The juvenile name-calling has since become a signature of Cheung, as the Beast has regularly reported. He has branded Sen. Richard Blumenthal “Da Nang D---head,” Stephen Colbert a “sad and pathetic excuse for a human being” and an “entitled p---k,” and Jimmy Kimmel a “sad, angry, and insufferable idiot.”

Trump biographer Michael Wolff has been smeared as a “lying sack of s--t” with a “peanut-sized brain,” George Clooney was accused of “war crimes” for his acting, and the Beast’s chief content officer, Joanna Coles, was tagged a “piece of s--t” after she questioned Trump’s weight loss claims on CNN.

Wolff has previously told the Beast that Cheung’s serial outbursts are pure theater aimed at an “audience of one,” and that he “issues these kinds of vituperative comments, which Trump likes.”

The trip to Beijing—the first by a sitting U.S. president since Trump visited in 2017—comes after Trump’s second-term tariff war with China backfired horribly, with China-watchers warning that Xi is now holding all the cards heading into the summit.

The Daily Beast went for comment to the White House and Bruen, who said: “White House Communications Directors focus on the big stuff and the most serious threats to their message.
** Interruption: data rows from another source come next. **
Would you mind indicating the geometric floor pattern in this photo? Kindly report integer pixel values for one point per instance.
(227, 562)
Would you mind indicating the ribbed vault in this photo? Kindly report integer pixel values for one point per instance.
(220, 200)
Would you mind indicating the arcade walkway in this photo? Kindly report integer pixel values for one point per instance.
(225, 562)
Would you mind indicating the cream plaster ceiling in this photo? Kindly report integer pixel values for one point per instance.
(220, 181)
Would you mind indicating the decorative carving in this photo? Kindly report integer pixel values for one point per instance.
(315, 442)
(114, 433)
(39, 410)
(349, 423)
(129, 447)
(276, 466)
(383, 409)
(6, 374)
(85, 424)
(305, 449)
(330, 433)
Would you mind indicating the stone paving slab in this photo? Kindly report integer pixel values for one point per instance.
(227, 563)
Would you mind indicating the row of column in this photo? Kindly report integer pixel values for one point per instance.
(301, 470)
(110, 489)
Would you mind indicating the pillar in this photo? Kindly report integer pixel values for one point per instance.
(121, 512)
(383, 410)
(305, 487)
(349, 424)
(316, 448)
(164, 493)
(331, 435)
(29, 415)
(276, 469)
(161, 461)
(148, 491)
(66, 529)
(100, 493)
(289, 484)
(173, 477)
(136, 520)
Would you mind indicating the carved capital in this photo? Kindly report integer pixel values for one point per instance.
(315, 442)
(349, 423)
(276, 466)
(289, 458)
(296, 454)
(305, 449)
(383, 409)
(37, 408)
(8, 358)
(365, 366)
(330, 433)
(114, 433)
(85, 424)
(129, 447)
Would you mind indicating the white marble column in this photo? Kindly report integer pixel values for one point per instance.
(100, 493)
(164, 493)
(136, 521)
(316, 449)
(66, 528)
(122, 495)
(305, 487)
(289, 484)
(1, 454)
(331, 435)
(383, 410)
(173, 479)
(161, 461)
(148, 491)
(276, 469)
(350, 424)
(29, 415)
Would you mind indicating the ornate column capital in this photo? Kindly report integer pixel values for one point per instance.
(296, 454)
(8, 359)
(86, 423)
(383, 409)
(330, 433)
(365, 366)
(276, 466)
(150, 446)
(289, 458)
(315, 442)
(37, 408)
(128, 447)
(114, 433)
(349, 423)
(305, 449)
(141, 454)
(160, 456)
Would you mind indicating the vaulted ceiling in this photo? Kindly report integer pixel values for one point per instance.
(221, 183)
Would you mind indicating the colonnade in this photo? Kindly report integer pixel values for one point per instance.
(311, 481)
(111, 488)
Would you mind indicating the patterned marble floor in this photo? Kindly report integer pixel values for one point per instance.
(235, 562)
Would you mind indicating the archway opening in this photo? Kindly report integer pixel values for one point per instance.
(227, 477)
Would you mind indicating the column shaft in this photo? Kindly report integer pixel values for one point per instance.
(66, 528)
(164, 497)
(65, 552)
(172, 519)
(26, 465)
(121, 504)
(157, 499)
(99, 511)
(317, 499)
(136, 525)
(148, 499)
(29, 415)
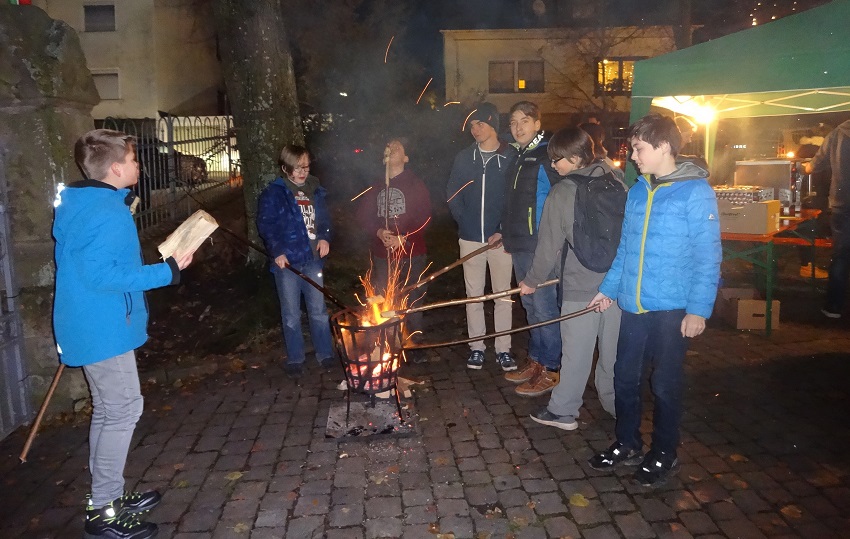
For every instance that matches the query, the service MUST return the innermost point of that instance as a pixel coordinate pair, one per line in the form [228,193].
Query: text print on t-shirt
[308,212]
[397,204]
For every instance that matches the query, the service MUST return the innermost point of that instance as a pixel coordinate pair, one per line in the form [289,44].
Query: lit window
[99,18]
[107,85]
[614,76]
[528,79]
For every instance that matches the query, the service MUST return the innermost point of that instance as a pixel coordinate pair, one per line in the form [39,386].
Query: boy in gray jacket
[571,151]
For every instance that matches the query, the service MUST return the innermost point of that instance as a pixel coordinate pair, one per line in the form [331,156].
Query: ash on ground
[366,422]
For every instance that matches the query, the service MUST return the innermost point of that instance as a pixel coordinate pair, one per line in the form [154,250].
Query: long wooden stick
[473,299]
[501,333]
[409,288]
[37,422]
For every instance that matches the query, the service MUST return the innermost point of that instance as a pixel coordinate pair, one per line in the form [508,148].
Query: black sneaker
[136,503]
[655,468]
[506,361]
[614,456]
[111,523]
[476,360]
[545,417]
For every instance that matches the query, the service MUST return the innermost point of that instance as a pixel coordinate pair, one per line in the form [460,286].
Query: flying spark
[423,90]
[459,190]
[388,49]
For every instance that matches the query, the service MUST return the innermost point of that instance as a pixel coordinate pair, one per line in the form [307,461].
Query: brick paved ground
[243,454]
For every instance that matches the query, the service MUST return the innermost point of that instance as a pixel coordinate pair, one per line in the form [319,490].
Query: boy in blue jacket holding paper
[664,278]
[100,318]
So, clearly pointing out the President’s poor preparation for this trip hit a sensitive spot. Perhaps because it’s such a perennial problem that allows leaders from Beijing to Moscow to outmaneuver Trump.”

He added: “My suggestion would be less time posting sophmoric stuff on X and more spent on strategic messaging for the state visit, so the Administration can have more to show for it than the last few amateurish attempts at high stakes diplomacy.”